3 Design of version 2

Chapter 3
Design of version 2

This chapter contains the design information of gaSQLParser version 2.

I believe that the structure of first version of this component is too ”heavy”. To make it more lightweight, the following changes should be made:

Make the parsing process more modular. As in current implementation, the parsing process is executed in one indivisible process. The execution process is following:
1. Next token is identified in the SQL string.
2. The token is forwarded to the SQL object builder.
3. The SQL object builder tries to guess how to handle current token.
This execution process has some disadvantages:
1. There can be no forward search while guessing how to handle current token. It is impossible to make right guess for some tokens without forward search.
2. As there can be wrong guesses, there must be some kind of mechanism to reparse already parsed tokens. This adds complexity to the code.
Handling of whitespaces/comments. Currently, they are parsed inline, in the order they appear in SQL statement. This means that all object building code is cluttered with wait for next non-comment code fragments.
Internal storage system. Currently, the storage system in use is linked list with mirror list creation ability. Every SQL building object (FieldRef for example) is aware of all tokens between it’s start and end position. It also has to maintain the correct order of those tokens in case of SQL modification. This means that one token is ”owned” by several objects, and the topmost SQL builder object (some kind of SQLStatement, TgaSelectStm for example) owns all of them. This owning model introduces much complexity to write new parsing objects.
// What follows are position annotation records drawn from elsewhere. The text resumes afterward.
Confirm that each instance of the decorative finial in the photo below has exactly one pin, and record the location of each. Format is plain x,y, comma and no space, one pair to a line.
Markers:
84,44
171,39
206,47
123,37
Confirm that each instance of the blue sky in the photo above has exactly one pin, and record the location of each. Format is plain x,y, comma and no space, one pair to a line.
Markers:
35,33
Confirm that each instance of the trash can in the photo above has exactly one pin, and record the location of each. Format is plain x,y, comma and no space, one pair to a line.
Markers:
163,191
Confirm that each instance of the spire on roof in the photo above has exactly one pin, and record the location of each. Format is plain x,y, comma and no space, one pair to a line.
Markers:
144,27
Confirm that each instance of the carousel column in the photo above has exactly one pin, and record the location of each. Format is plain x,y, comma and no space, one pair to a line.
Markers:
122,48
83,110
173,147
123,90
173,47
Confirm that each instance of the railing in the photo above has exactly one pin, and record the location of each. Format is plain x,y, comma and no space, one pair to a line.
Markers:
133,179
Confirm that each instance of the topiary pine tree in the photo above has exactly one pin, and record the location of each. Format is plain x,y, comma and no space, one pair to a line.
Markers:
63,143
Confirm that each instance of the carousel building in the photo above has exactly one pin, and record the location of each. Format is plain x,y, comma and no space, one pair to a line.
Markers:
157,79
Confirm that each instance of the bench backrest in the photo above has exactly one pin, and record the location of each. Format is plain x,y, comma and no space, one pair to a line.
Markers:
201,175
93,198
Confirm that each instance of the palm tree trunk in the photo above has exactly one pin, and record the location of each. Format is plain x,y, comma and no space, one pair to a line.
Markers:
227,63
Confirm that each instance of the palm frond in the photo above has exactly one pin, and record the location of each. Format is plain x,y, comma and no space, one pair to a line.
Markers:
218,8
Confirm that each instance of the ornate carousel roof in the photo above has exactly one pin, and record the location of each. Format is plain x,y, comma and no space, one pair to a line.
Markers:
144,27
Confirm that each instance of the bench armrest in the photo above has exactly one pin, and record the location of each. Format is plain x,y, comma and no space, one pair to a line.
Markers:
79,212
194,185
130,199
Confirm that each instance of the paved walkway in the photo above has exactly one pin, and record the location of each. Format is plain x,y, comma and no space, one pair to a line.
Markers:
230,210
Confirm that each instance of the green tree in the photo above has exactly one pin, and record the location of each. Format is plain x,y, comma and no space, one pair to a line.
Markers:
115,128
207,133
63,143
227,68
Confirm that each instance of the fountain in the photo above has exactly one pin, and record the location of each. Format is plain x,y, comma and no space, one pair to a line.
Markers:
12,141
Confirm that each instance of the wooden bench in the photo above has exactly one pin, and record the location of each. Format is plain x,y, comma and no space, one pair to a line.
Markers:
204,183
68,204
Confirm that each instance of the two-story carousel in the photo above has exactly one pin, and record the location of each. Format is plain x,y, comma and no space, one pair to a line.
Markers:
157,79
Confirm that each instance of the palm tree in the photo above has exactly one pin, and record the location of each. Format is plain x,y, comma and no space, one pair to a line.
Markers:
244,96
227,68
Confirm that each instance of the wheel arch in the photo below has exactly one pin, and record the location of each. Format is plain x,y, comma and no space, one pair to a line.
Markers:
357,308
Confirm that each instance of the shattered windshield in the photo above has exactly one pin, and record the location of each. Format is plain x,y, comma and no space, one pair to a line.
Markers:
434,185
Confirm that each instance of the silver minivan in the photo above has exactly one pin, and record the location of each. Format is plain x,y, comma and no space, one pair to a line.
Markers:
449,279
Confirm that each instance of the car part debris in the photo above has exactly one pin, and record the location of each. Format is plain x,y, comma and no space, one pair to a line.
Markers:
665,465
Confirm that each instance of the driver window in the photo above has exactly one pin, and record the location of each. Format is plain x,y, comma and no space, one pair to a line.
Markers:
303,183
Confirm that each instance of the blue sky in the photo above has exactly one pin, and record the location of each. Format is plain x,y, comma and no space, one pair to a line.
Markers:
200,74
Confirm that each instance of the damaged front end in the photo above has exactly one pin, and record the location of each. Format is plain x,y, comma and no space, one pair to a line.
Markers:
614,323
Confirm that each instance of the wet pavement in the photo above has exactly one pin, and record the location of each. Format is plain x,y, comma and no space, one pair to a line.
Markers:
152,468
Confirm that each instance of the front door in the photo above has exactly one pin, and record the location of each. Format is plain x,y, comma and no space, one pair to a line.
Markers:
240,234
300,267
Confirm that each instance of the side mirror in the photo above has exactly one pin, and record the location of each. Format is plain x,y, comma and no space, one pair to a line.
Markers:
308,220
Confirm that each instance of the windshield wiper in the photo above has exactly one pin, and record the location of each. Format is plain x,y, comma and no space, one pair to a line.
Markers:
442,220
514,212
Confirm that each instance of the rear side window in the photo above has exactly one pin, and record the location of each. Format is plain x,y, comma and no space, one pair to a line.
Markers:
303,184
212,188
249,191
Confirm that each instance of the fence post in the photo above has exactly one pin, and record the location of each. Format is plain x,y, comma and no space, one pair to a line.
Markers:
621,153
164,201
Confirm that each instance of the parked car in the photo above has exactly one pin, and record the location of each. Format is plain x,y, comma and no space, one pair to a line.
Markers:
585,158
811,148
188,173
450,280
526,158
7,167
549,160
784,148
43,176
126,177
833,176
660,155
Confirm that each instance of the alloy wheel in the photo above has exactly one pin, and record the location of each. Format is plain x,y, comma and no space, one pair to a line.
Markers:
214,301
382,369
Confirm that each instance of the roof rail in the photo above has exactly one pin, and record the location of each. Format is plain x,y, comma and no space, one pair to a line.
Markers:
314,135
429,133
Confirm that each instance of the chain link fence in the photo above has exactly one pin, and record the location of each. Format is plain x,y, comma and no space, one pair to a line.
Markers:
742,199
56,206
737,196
So, to overcome the problems listed above, I will plan to make the structure as follows:

Parsing process would be build up from following steps:
1. Tokenizing. The SQL string is parsed into SQL tokens and stored in some list. Parsing is currently implemented in TgaSimpleSQLParser. Only thing left to do is to store parsed tokens in some kind of list.
2. Token list normalizing. All whitespaces/comments should be removed from list. The normalizing process might take in place of token list, but maybe it would be easier to copy wanted tokens into another list. The whitespaces/comments must be stored somewhere, probably.
3. SQL structure building. As all tokens are already parsed, it can use forward search, and such, there is no need to implement parse reversing.
Every token would be owned by exactly one SQL statement part. One statement part contains one or more building blocks. A building block is either a SQL token or another statement part. No whitespaces/comments are considered as building blocks.